STANDING ERECT FOR MY PEOPLE

WHAT’S WORSE THAN NEANDERTHAL THINKING?

ap95930934715-copy_wide-00814458848d228b038b2d6d77865972905b3e72-s800-c85.jpg

Don’t get me wrong. I think President Biden is doing a great job. That said, I have to take exception to his criticizing dim-witted state governors for their “Neanderthal thinking.” That slam is directed at Governor Greg Abbott of the Great State of Texas, and to a lesser extent his fellow simians governing Alabama and Mississippi. What provoked the President say such a thing? Because that trio have prematurely lifted mask-wearing requirements and encouraged their citizens to get the party going again before the Covid pandemic is behind us.

Of course that’s stupid. But why drag my ancestors, who have been dead and gone for some 30,000 years, into it? Biden could have just easily, and more appropriately, tagged them with “baboon thinking.” (We Homos have to cover one another’s backs.)

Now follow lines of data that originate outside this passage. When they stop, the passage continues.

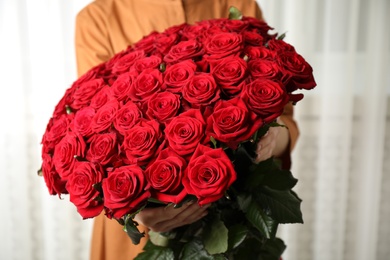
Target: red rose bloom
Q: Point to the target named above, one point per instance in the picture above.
(82, 121)
(185, 131)
(300, 72)
(165, 177)
(122, 86)
(266, 98)
(209, 174)
(103, 96)
(104, 117)
(59, 129)
(231, 122)
(126, 117)
(53, 181)
(201, 90)
(147, 83)
(229, 73)
(103, 149)
(151, 62)
(223, 44)
(66, 153)
(142, 142)
(184, 50)
(260, 52)
(125, 189)
(124, 63)
(82, 191)
(83, 94)
(263, 68)
(164, 42)
(178, 75)
(163, 106)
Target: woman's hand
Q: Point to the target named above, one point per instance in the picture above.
(273, 143)
(163, 219)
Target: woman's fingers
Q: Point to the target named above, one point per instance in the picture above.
(163, 219)
(188, 216)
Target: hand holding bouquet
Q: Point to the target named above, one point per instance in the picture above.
(176, 118)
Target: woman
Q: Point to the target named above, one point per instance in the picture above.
(105, 27)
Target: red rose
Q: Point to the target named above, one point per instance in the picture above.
(64, 103)
(58, 129)
(223, 44)
(142, 142)
(84, 93)
(82, 191)
(103, 96)
(177, 75)
(263, 68)
(53, 181)
(163, 106)
(164, 42)
(201, 90)
(259, 52)
(185, 131)
(147, 83)
(151, 62)
(103, 148)
(231, 122)
(229, 73)
(165, 177)
(184, 50)
(235, 25)
(280, 46)
(209, 174)
(195, 31)
(121, 87)
(267, 98)
(124, 63)
(126, 117)
(300, 72)
(82, 121)
(125, 190)
(104, 117)
(66, 153)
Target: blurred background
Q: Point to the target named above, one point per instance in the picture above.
(342, 159)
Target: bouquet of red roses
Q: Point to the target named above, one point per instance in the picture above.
(173, 118)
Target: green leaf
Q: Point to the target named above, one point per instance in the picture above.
(130, 227)
(194, 250)
(155, 252)
(158, 239)
(237, 235)
(215, 237)
(234, 13)
(285, 206)
(273, 249)
(257, 217)
(261, 221)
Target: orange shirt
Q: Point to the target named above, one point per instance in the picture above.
(105, 27)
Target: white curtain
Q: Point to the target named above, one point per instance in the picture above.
(342, 159)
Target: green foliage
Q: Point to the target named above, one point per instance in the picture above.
(241, 225)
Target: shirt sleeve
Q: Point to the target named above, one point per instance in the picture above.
(92, 42)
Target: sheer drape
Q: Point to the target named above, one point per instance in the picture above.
(342, 156)
(341, 160)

My ancestors? Yes, the good folks at 23andMe inform me that I’m carrying 2 percent Neanderthal DNA in my genome…the deep-past result of some Homo neanderthalensis gent wooing a Homo sapiens lass…or was the lady the Neanderthal? (Check photo above.) Yes, I do have some red body and facial hair, my nose is larger than I’d like, I have a pronounced supraorbital ridge, and my jawbone is prognathous. I can live with that. Moreover, of special relevance for me, the first identified fossil find of Neanderthal remains was in 1856 in Germany’s Neander Valley, the present day North Rhine-Westphalia region. That’s where my mom’s people were from!

You think I’m being touchy? Well, I am. I’m tired of having my kin being put down as subhuman…which, then again, I guess they were, in a way. Confused? Well, let me explain why you shouldn’t stick your patrician noses in the air and look down on us lowbrow, big-nosed, jutting jawed, receding-chinned knuckle-draggers. Why? Because you’re probably one of us! If your ancestors are from Europe or Asia or from anywhere else save Africa (if they never left Africa)—then you too are packing 1 to 4 percent Neanderthal genes in your jeans. (And that includes you too, Joe!)

Since the first discovery of that vanished species, many additional finds have been made in Europe, the Middle East, and Asia. For a long time the species got a bum rap as dullards, primitives, intellectual lightweights compared to the late-arriving Homo sapiens newcomers, with whom they just couldn’t compete. (But they could mate, it would appear; you know, closing time in the cave, and the one mead-sipping patron left at the end of the bar is looking at you longingly….)

As some of us know, science is never done sifting evidence for the tentative conclusions it draws, and, as the years have passed, more recent research paints a different picture from the old, demeaning stereotype. Among the revisions, we learn that Neanderthals controlled fire, were accomplished toolmakers, were great close-up hunters of big game (and left their broken fossil bones behind to prove it), adorned themselves with ornaments, created cave art in red ochre, strewed the graves of their departed loved ones with flowers (how’s that for showing empathy!), and, finally—get ready for it!—their brains were as big as or bigger than ours!

The old conclusion that Neanderthal extinction stemmed from the species’ mental and cultural inferiority, leaving them unable to compete with the newly arrived modern humans for scarce resources, has been joined by another viable, even complementary, theory: climate change. Between 60,000 and 20,000 years ago the earth’s temperatures plunged steeply, putting life for the north-Europe-centered Neanderthals in an icy peril they didn’t survive, leaving behind only their genes we carry forward. Is there a lesson for us here?

No, Joe, it isn’t Neanderthal thinking that’s to blame; they managed to live on this planet for 200,000 years. It’s Republican thinking, which threatens to render its party—and perhaps all of us—extinct in less than 200 years.